State-sponsored snow-dropping? I've no idea...but I love the poetry of it.

Steve Rowland said...

I should perhaps explain snow-dropping. What I learned from my time in Moscow is that city (like London and many others) has an acute housing crisis. Hundreds of thousands of mostly elderly people live in apartments allocated to them in Soviet times, homes for life it was said. Meanwhile hundreds of thousands of younger people, professionals and the like, who now work in Moscow as the thriving hub of post-Soviet mother Russia struggle to find places to live. Mayor Sobyanin proposed to build "old peoples' villages" outside the capital and forcibly move many of Moscow's pensioners to the new satellites. Meanwhile, dark forces have taken the matter into their own hands and have been murdering old inhabitants in winter, appropriating their apartments and dumping their bodies in public places where they are soon buried under the city's deep winter snows. Months later, with the Spring thaw, the corpses emerge like snowdrops. The practice is consequently known as snow-dropping and many suggest it is tacitly condoned by the authorities.

Jay Henderson said...

What a fabulous blog, so well-written. The images are great and the poem is touching as well as witty.
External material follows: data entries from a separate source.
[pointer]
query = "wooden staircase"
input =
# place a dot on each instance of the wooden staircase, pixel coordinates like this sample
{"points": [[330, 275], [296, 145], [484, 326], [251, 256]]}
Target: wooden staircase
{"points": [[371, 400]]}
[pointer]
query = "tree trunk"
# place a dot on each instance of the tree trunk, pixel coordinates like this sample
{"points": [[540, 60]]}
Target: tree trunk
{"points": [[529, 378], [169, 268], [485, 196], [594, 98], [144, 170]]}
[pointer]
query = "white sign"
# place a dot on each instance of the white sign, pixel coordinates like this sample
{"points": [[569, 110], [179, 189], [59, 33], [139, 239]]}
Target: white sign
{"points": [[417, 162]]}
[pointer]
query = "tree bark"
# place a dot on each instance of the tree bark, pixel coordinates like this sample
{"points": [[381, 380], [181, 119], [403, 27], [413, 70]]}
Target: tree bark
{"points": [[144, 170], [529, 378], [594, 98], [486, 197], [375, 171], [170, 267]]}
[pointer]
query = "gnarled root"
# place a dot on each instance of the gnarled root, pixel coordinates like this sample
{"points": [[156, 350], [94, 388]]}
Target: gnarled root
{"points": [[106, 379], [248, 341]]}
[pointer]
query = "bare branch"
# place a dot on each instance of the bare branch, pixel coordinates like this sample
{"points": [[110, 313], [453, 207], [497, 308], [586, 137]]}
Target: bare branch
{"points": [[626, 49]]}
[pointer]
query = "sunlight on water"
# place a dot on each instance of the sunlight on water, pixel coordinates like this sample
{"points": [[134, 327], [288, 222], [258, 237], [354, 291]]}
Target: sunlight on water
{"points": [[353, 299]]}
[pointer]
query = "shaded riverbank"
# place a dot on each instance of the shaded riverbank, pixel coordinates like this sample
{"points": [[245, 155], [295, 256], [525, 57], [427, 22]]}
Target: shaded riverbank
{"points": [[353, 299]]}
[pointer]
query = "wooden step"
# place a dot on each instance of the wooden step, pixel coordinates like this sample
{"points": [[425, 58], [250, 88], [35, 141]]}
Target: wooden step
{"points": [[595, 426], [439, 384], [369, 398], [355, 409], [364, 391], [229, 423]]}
I look forward to reading more.

Anonymous said...

I absolutely love this!

Tony Stanford said...

Fantastic. Well done.

Henry Newman said...

That's a hell of a good read and a great poem. 👍👍👍

Matt Wilson said...

There's a bit in Private Eye ridiculing what the UK government has just hailed as "the first UL sovreign space capability". It's spent £800m to buy the bankrupt satellite company OneWeb which plans to launch British satellites (now we've brexited from the EU's Galileo programme). To get them off the ground we're going to pay Russia for rockets and launching services apparently. What a joke.

Oksana Viskovsky said...

Valentina Tereshkova was a big hero for girls growing up in Soviet Union.

Anonymous said...

Yes fuck off Mister Putin. You stink of genocide.

Dmitri Rodchenko said...

Yeah. Fuck Putin! 😡

Luka said...

Fascinating.

Beth Randle said...

A super blog and poem. How did I miss this back in December 2018? (Grandchildren of the Revolution... brilliant caption!)

Peter Fountain said...

Do you remember the Space Project we did with that student teacher at St Mark's Juniors? Great blog and poetry Steve.